Complex event processing
Stream analytics
Maintaining materialized views
Search on streams
Message passing and RPC

Reasoning about time is often based on windows of time. Types:

Tumbling window: fixed length, consecutive
Hopping window: fixed length, with overlapping
Sliding window: all the events that occur within an interval (“last 5 min”)
Session window: all the events that occur closely, ending on inactivity

Stream joins

Stream-stream joins: the processor maintains state with events indexed by the join field. This way it can react and emit a new join event on match. This can include a session window.
Stream-table (“stream enrichment”): a copy of the DB is kept (in sync) at the processor. On join, an event is emitted.
Table-table join

12. The Future of Data Systems

Data integration

Combining Specialized Tools by Deriving Data

Reasoning about data flows is hard, and you probably need to derive data. Using total order (based on event sourcing logs or change data capture) is a way to handle that easily. It’s also a way to avoid distributed transactions for data integration in some cases.

Unbundling Databases

Thinking about what a database provides (secondary indexes, materialized views, replication logs…) and how a index is created (similar to setting up a new follower replica), you can begin seeing the dataflow across an entire organization as a big database. Assuming that there’s no single storage system that can fit all needs, there might be two approaches for providing a cohesive system:

Federated databases, unifying reads: provide a unified query interface to a variety of storage engines. FDWs are an example of this.
Unbundled databases, unifying writes: make it easier to reliably plug together storage systems (with CDC or event logs).
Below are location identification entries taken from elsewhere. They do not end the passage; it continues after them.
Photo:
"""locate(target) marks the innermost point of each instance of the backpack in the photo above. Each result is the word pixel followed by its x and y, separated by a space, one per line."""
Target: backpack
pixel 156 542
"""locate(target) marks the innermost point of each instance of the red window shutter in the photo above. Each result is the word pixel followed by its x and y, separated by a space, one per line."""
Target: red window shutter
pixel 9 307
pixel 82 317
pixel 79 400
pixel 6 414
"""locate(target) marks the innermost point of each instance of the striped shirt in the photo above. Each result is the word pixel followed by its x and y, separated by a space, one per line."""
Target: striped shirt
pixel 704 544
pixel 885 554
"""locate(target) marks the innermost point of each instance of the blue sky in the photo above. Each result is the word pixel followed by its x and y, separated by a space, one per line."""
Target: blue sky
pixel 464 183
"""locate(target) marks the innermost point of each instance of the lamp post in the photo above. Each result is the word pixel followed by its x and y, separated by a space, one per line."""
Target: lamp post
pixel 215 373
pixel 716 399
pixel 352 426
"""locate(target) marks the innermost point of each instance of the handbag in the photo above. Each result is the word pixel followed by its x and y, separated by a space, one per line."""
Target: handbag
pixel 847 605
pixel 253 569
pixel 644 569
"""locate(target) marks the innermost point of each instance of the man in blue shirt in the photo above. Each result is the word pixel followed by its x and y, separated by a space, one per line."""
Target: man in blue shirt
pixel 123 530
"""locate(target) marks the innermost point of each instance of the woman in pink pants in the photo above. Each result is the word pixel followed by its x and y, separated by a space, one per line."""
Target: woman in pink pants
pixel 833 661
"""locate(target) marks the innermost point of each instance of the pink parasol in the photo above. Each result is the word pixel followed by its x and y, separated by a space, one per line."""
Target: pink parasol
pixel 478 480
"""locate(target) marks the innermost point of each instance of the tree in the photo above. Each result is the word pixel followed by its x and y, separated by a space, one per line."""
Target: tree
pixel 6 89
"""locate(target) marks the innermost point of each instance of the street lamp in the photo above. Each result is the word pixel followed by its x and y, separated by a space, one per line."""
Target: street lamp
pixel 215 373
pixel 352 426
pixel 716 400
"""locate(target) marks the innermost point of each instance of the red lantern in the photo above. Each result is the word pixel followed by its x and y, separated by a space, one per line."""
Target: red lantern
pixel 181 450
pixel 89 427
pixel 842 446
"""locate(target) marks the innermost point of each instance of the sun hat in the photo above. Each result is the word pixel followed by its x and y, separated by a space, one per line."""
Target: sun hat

Designing Applications Around Dataflow: application code might be seen as a derivation function, listening to changes of the data, creating derived datasets as needed and removing the need for querying outside the local machine (as the local data would always be updated).

The derived dataset can be seen as the meeting point between the read and write paths, and shifting it is interesting. Depending on the needs, the two paths might do more work.

Taking this dataflow idea to the limit, and given the improved features of web clients, maybe we should consider designing all applications like messaging applications are, pushing changes to the clients all the time.

Aiming for Correctness

Even if the application uses a data store with strong guarantees, or even immutability, it’s not free of errors. Generally speaking, end-to-end safety measurements are needed in order to guarantee correctness.

The so called “eventual consistency” conflates two topics: timeliness and integrity. While integrity is a must, timeliness and other constraints can often be loosely interpreted as part of the normal business rules.

Either to protect us from hardware failures or from software bugs, we should consider designing for auditability.

Doing the Right Thing

This section must be read, can’t be summarized.